Do ponto de vista de quem acompanha de fora, entendo a convocação de todos os clubes, embora, no momento atual, resulte perverso ver ali como protagonista destacado alguém que, como Bruno de Carvalho, se tem comportado como potencial rastilho de muitos problemas. Ainda estão frescas as suas lamentáveis e insultuosas intervenções na semana do recente Braga-Sporting.
Também é desanimador, mesmo que Luís Filipe Vieira se tenha mantido calado, constatar que o presidente do clube que acha que não tem claques, e por isso não as legaliza, como seria a sua obrigação, está ali como se não tivesse a responsabilidade de retirar o nome do Benfica do apoio a organizações semi-clandestinas que têm práticas violentas e pelo menos já dois mortos no cadastro.

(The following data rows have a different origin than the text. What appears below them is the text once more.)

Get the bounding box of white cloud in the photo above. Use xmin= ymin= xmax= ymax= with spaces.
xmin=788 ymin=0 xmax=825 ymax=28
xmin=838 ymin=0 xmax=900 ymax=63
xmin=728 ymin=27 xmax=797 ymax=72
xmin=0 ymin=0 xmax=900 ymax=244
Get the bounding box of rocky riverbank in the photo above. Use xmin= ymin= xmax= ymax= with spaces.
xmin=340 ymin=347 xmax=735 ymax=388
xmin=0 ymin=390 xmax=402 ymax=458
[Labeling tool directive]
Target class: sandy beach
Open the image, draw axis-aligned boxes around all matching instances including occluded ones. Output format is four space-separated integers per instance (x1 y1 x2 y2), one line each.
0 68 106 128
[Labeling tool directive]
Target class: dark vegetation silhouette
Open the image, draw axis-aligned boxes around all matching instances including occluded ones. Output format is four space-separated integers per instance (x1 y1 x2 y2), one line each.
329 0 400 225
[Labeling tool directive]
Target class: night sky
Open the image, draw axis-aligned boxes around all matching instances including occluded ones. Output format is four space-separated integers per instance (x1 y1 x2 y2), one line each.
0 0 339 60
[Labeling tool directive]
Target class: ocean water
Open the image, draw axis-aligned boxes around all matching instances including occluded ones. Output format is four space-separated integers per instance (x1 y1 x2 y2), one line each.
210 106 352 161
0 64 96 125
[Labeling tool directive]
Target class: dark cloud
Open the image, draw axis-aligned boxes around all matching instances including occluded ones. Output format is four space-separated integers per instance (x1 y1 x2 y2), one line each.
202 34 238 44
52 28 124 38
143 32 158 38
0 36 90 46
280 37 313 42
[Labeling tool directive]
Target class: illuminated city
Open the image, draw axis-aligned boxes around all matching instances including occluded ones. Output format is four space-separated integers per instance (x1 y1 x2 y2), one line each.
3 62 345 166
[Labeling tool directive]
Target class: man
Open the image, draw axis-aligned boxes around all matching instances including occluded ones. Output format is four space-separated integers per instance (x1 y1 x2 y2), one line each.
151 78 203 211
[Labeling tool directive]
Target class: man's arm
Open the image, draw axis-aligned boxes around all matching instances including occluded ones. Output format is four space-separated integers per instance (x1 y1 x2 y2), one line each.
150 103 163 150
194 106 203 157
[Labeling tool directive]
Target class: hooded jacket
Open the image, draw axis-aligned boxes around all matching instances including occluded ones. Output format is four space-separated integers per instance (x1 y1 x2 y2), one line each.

E, porque não estive lá e só vi o que a comunicação social mostrou, sempre gostaria de saber se alguém perguntou às forças policiais, ali representadas, o que fizeram perante os conflitos que se travaram há poucos dias nas instalações da Justiça, no Parque das Nações, em Lisboa. Foram aqueles desordeiros identificados, proibidos de frequentar os eventos desportivos, como aconteceria em Inglaterra ou qualquer outro país civilizado? Ou, como suspeito, vendo a habitual cumplicidade com que se conduzem as claques aos estádios, tudo se resolveu com a habitual placidez que é marca do compromisso podre e característico da sociedade portuguesa?
Não quero ser demasiado pessimista. Prefiro, ainda, acreditar que mesmo com estes protagonistas alguma coisa pode mudar. Que a lei não contemporizará eternamente com tiranetes. Que no edifício do desporto e do futebol se perderá o medo às guardas pretorianas. Só nessa altura poderemos saborear devidamente golos como os de Cristiano Ronaldo à Juventus; discutir como esta semana Vítor Pereira ganhou a Paulo Bento num excelente jogo na China; percebermos o que vale o momento divertido da conferência de imprensa conjunta entre Mourinho e Carvalhal na Premiership; descobrir o novo goleador da família Vidigal que brilha no Fortuna Sittard; e, por cá, enaltecer o profissionalismo dos jogadores do Belenenses na vitória sobre o FC Porto, que expurgou os fantasmas convocados por antecedência; desfrutarmos de uma Liga competitiva e emocionante, na qual quatro equipas ainda podem matematicamente ganhar o título, e que inaugurou o VAR, dando um grande exemplo de busca da verdade desportiva no País campeão da Europa.
Esperemos, então, melhores notícias – porque de boas intenções está o futebol português cheio.